J: Volevamo mostrare come la violenza e le tensioni dell’epoca influenzassero la scena musicale. La musica diventava una valvola di sfogo e salvezza per molti giovani. Nonostante l’ambiente ostile, le band creavano qualcosa di positivo e artistico, superando divisioni etniche e sociali.

Nelle vostre interviste c’è un filo conduttore fra le risposte ricevute?
A: Le reazioni sono state varie, forse una risposta univoca non esiste. Di certo abbiamo portato gli intervistati a riflettere, magari per la prima volta, sul perché ci fosse bisogno di esprimersi con suoni forti e pesanti. Un’autoanalisi possibile solo a posteriori: nel momento in cui vivi un periodo, non ti rendi conto del contributo che stai dando.
J: Intervistando musicisti, storici e giornalisti, abbiamo raccolto varie prospettive dello stesso contesto. È emerso che la scena musicale, spesso demonizzata se accostata a certi generi, era la parte più sana della società altoatesina. Anticipava i tempi con inclusività e ribellione contro le convenzioni.

Come differisce la scena musicale odierna e cosa ci lascia quella raccontata nel film?
A: Prima la musica era una necessità personale, suonata per divertimento e in modo spontaneo. Ora il focus è sull’apparire e sui riconoscimenti. Si crea per il risultato, con continui giudizi sui social. Si vive l’arte con ansia, anziché con leggerezza.
J: La controcultura di allora ha dimostrato che si può convivere e collaborare, anche tra tensioni. Le band, spesso miste tra italiani e tedeschi, parlavano la lingua della musica. Un esempio di integrazione che, con le dovute proporzioni, può essere esteso a ogni contesto globale: la convivenza è possibile, anche tra le bombe.
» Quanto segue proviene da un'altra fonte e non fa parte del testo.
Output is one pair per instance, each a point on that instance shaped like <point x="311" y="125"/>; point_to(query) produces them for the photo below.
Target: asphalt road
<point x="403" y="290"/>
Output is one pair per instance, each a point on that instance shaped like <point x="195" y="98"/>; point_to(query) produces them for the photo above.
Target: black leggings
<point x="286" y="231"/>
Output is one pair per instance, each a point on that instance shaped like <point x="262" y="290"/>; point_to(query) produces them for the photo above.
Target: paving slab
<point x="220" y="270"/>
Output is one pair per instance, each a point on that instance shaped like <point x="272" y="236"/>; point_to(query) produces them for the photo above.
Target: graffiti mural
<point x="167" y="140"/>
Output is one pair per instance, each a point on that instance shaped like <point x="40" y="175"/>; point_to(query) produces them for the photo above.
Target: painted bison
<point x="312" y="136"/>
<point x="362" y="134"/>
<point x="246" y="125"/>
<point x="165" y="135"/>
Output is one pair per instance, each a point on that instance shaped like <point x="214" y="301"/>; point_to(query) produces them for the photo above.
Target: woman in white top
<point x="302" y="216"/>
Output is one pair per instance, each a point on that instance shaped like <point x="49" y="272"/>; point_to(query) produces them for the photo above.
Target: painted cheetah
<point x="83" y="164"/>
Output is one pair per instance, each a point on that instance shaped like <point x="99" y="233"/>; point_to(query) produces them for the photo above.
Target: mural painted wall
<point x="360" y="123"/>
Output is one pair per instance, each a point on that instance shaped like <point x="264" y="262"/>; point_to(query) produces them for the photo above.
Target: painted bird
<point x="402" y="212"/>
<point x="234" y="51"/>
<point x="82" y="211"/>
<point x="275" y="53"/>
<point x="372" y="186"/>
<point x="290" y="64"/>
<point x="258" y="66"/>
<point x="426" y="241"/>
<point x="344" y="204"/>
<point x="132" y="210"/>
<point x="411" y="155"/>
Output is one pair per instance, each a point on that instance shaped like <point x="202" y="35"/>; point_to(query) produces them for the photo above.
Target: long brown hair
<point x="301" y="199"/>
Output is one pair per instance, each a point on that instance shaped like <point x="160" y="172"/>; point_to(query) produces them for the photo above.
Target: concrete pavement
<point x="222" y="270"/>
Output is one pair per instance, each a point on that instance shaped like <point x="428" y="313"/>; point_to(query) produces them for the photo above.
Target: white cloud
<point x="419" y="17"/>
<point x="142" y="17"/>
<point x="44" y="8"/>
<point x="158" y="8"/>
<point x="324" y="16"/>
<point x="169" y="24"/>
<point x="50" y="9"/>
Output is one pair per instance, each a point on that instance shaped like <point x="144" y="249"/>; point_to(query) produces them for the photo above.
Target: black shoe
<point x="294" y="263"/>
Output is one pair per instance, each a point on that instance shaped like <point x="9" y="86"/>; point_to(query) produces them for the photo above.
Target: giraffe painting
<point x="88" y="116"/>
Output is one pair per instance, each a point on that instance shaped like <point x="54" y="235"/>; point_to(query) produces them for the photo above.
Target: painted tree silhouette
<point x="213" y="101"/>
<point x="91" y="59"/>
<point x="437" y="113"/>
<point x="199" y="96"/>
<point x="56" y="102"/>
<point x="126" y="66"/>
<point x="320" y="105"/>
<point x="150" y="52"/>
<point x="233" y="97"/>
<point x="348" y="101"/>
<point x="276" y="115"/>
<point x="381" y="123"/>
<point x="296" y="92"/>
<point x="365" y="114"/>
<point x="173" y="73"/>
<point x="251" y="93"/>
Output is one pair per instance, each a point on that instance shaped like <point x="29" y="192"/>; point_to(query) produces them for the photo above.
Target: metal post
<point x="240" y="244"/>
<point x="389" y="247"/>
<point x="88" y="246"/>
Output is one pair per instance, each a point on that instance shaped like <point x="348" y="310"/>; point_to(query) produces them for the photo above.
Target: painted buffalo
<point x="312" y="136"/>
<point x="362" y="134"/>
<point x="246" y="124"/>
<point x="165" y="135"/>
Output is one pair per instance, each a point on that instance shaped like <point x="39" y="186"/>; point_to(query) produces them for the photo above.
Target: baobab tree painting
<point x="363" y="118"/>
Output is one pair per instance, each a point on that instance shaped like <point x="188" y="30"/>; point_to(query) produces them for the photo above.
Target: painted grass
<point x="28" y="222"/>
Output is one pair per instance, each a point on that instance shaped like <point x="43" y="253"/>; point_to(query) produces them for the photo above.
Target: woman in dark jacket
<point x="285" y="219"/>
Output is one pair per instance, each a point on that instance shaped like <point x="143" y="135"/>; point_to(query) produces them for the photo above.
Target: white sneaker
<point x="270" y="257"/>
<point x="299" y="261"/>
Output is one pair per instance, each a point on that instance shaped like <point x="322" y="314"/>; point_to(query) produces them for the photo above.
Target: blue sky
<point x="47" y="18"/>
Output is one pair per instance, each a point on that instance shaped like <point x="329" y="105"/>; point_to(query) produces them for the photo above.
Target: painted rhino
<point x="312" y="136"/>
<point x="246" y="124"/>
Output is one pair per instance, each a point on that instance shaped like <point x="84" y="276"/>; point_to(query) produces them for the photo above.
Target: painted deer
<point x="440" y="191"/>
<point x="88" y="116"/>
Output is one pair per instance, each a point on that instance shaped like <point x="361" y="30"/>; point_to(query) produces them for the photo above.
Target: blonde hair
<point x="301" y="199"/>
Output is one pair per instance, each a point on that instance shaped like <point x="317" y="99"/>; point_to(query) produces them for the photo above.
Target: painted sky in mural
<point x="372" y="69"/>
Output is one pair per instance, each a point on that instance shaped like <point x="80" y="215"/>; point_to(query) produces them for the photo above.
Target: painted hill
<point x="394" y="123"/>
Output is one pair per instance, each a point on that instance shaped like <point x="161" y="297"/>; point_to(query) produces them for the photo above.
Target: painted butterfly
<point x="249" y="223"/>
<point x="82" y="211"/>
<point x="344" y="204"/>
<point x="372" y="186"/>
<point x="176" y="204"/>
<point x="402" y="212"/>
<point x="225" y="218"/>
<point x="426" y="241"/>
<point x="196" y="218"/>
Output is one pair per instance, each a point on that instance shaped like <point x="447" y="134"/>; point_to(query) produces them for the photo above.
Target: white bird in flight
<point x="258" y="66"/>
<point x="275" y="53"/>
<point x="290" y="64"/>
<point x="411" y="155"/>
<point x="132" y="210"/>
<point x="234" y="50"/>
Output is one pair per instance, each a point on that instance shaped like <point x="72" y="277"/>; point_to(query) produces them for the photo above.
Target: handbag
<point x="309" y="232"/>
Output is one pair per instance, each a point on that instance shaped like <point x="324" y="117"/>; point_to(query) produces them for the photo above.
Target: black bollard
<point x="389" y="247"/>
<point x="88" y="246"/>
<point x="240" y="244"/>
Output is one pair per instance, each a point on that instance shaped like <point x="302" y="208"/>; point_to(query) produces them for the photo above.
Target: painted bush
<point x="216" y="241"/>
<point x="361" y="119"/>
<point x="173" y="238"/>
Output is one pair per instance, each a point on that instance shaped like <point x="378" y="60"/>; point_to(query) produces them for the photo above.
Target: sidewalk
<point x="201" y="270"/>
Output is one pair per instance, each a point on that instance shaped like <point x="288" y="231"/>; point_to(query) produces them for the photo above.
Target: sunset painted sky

Dopo il debutto al Biografilm Festival di Bologna, ci saranno altre iniziative?
A: Südtirock è disponibile sulla Mediateca di RAI Alto Adige e in autunno vorremmo realizzare un tour in regione, con possibilità di estendere la visione anche all’estero.
J: Abbiamo condensato in un’ora di film oltre 30 ore di interviste, filmati e concerti, omettendo molte storie di valore. Sarebbe bello creare un archivio di tutto il materiale non pubblicato.

Concludo proprio come inizia il film: cos’è il Sudtirolo?
A: Una terra interessante con grande potenziale, non del tutto espresso, talvolta limitato da una visione un po’ retrograda delle istituzioni.
J: Uso una citazione: il passato è una terra straniera.

[Fabian Daum]

Bolzanino trasferitosi a Bologna, Jadel Andreetto ha scritto romanzi, saggi e racconti tra cui una serie noir con Guglielmo Pispisa ambientata a Bolzano (Tutta quella brava gente e La parola amore uccide). Vanta esperienze come writer in residence al MIT di Boston e per testate giornalistiche locali e nazionali. Negli anni ‘90 suona in varie band e dal 2015 torna ad esibirsi con Wu Ming 1 nel progetto musico-letterario Bhutan Clan. Suo è il podcast Morte di un giallista bolzanino (2022).

Armin Ferrari vive e lavora in provincia di Bolzano ed è attivo da oltre 15 anni nel campo delle produzioni video. Collabora con enti teatrali, culturali, musicali e museali, per i quali cura la comunicazione visiva. Nel 2022 realizza il suo primo lungometraggio A noi rimane il mondo e ora lavora a un documentario per celebrare i 40 anni di Bolzano Danza.